I’m scared that this experiment will expose me as one of those moron bloggers who know nothing and just simply wanks lyrical for the sake of posting something. Bloggers are morons. That’s a headline I read somewhere.
And I also think that the worst sorts of writers are bloggers. Very often, from what I’ve read, bloggers don’t have sources in their work and it’s just their own little mind playing games with the universe. Much like what I am attempting to do now.
At least most journalists and reporters, who gather information for exposure in the public domain, attempt to find an expert to comment on any given subject on which they’re reporting. Bloggers assume they’re The Experts with every tap of the overworked keyboard. Every click summons a call to blog more, to please a waiting cyberspace readership that exists. Or maybe not. And it’s irritating that some of these sods hide behind this facade of citizen journalism or whatever service they think they’re offering the world at large.
Blogging, the act of contributing to a blog, even sounds nauseating. It sounds like something you do to clear too much snot from your nose. This raises the self-doubt once more: Will I be able to add any value to the “blogosphere”? (Sjoe! It felt cool to use that word. “Blogosphere”. Makes me feel very kwaai. In an Educated kind of way.)
But I don’t even feel comfortable with this “blog” word. It sounds like a swear word in a foreign language. But I will get used to it, I think. Besides, Facebook has prepared me very nicely for this experiment. When one posts notes or photo albums to Facebook everyone on your list — unless they’re limited-profile “friends” — has access to view these items and scribble some thoughts. No matter how insane or mundane. Or even embarrassing. For both of you. And everyone else.

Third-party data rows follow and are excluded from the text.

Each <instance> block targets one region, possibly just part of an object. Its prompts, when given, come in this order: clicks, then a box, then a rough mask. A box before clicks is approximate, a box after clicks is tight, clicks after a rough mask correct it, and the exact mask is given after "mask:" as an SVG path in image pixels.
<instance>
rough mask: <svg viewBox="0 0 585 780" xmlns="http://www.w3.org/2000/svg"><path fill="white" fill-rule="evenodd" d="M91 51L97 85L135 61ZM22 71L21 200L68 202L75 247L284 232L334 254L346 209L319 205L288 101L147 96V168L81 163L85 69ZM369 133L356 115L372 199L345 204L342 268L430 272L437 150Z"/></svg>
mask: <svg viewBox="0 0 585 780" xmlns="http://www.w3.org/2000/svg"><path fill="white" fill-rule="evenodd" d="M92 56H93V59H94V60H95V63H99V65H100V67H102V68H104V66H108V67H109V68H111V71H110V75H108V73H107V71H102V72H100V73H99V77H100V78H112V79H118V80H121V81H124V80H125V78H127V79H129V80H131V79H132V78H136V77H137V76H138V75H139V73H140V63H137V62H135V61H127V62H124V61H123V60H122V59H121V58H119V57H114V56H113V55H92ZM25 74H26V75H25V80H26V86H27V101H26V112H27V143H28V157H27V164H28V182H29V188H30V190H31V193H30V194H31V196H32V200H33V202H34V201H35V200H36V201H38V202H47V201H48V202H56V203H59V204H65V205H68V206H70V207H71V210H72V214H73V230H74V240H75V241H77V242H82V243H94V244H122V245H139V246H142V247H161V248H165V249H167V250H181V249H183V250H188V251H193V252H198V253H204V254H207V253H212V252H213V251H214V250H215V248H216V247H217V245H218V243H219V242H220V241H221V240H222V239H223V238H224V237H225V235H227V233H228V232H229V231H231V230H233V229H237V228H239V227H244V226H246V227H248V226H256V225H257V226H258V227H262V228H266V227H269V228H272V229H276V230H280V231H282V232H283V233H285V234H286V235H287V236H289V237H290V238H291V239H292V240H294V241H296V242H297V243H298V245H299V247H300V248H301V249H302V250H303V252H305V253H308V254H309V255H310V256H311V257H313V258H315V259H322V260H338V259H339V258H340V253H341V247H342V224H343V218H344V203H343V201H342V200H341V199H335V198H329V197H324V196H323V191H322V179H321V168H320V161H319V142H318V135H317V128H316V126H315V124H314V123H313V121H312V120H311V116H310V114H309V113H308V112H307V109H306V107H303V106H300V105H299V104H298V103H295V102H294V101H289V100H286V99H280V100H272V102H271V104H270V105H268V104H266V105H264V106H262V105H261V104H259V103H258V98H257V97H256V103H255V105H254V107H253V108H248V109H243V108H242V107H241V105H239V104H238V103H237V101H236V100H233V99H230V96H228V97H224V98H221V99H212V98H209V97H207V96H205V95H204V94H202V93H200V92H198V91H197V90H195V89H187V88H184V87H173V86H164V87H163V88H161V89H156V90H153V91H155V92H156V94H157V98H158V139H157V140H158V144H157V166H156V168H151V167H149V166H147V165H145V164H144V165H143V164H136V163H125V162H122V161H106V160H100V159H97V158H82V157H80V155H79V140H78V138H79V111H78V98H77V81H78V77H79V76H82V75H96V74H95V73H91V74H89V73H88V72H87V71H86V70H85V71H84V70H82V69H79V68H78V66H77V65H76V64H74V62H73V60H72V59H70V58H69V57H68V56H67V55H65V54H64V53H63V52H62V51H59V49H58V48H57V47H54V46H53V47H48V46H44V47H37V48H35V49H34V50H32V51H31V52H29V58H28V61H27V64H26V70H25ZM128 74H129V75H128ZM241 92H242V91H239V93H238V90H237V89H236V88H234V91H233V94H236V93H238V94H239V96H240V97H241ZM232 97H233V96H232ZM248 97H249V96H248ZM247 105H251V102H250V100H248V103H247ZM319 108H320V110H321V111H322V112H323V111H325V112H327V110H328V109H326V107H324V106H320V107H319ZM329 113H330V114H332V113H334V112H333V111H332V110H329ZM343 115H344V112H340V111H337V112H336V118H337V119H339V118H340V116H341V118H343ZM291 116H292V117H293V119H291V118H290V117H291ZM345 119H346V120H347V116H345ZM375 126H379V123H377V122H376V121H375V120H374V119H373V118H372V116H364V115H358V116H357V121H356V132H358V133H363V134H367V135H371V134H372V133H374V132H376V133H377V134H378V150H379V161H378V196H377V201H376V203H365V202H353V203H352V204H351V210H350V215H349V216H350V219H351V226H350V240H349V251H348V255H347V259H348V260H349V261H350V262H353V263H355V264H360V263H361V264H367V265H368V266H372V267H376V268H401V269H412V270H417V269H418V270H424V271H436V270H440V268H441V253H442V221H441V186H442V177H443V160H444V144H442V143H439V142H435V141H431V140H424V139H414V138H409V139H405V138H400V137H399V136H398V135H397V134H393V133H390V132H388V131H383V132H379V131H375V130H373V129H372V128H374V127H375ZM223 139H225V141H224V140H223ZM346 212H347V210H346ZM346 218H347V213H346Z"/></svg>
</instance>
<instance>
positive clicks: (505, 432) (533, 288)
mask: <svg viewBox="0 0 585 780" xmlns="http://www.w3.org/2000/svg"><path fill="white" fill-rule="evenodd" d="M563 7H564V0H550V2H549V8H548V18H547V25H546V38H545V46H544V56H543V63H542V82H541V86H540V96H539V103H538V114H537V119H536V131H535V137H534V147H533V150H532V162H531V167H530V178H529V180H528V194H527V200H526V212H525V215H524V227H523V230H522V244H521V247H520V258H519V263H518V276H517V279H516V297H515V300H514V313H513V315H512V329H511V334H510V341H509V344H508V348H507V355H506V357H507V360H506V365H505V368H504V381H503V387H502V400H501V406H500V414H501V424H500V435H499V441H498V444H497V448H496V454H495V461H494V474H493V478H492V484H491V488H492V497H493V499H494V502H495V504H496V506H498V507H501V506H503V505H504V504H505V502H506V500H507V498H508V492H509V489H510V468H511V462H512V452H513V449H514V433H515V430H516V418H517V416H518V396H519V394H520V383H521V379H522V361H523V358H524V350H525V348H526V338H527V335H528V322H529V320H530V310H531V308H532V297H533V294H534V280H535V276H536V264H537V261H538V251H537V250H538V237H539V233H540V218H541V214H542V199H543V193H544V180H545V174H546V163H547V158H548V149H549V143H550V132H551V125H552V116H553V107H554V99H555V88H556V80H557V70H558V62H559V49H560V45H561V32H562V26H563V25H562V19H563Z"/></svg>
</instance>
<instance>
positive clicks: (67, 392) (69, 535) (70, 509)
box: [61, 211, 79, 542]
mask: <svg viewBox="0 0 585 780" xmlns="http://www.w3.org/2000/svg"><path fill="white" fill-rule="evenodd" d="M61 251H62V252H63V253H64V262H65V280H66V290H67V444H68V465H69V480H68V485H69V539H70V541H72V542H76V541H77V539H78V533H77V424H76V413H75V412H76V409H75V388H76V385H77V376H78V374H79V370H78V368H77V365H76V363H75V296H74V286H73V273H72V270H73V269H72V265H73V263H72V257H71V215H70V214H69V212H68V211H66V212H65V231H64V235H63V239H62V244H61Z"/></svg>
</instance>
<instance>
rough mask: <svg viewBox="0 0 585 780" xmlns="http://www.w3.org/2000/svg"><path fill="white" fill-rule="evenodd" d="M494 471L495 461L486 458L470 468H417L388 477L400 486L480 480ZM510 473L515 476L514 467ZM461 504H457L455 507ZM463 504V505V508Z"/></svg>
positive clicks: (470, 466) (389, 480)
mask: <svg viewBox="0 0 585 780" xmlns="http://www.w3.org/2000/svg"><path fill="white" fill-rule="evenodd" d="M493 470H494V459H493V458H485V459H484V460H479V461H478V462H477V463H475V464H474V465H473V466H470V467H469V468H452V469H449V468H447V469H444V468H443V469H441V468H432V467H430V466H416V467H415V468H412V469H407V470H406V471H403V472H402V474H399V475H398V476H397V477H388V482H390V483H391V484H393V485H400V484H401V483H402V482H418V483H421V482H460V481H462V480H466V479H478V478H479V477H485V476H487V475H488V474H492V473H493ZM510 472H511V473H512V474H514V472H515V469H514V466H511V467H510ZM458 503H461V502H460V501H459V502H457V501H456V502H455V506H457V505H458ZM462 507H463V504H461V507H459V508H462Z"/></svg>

Sometimes it feels irritating logging on to Facebook to find your photo albums dirtied with words that you don’t want to hear, because you didn’t really ask for anybody to judge your photo mishaps. Neither did you expect someone you last saw exactly 12 years and 16 days ago to tell you that you’ve “changed” without going into further detail … but maybe that’s a case of the less said the better.
The thing with Wastebook — my affectionate term for this other social experiment — is that not the whole world with internet access can access your thoughts and comment on them. Only those in your circle of friends have the right to do so. This is how Thought Leader differs, of course. And that scares me. I feel like I just left the cave, man, and now here’s this thing called blogging and I’m invited to participate.
I revel in simply being The Byline. Not a face attached to the published words. With my writing for print, it’s also great that there’s no immediate feedback as with Wastebook or Thought Leader. Anyone with a keyboard and peanuts for brains can sommer just write what they think and then skip off to Happy Land while your ego looks dented.
I mean, everyone can tell you that you’re boring and you suck and you need to shut up. Now. I am the insecure-writer type. So insecure am I that I even asked the Thought Leader staffer whether or not they would remove me if I wasn’t interesting. I was assured that, you know, I am interesting.
Most times, I want everyone to like what I’ve written. Not because I want to feel I’ve made a positive contribution, but because I don’t like the smell of rotten tomatoes, side-stepping them when they fly toward me.
OK, so I am new at blogging. That bit’s only obvious in the extreme. Journalism has told me — actually, demanded of me — to remove myself from the writing that goes down for publication, at all times. It’s the way I’ve come to like and expect things to be. It’s about being that non-participating observer type who doesn’t actually have to have an opinion; the one who doesn’t have to be part of the conflict. Because, true as the sky is blue, I dislike conflict. A hell of a lot. It’s the middle-child syndrome thing. We like peace and stability.
By the way, all candidates running for country presidents should be screened for middle-child syndrome and selected only if they are MCS+ (middle-child syndrome positive). That would save many lives. Maybe we should start a campaign. Maybe the United Nations could help and finally get something right, for a change.
My next few blog entries are going to be excerpts from my notes section on Wastebook. It will be all about Sudan. I hope you’re gonna read them and like what you read. Save your rotten tomatoes for the garden patch. But hey, if you have any small change, feel free to throw that my way!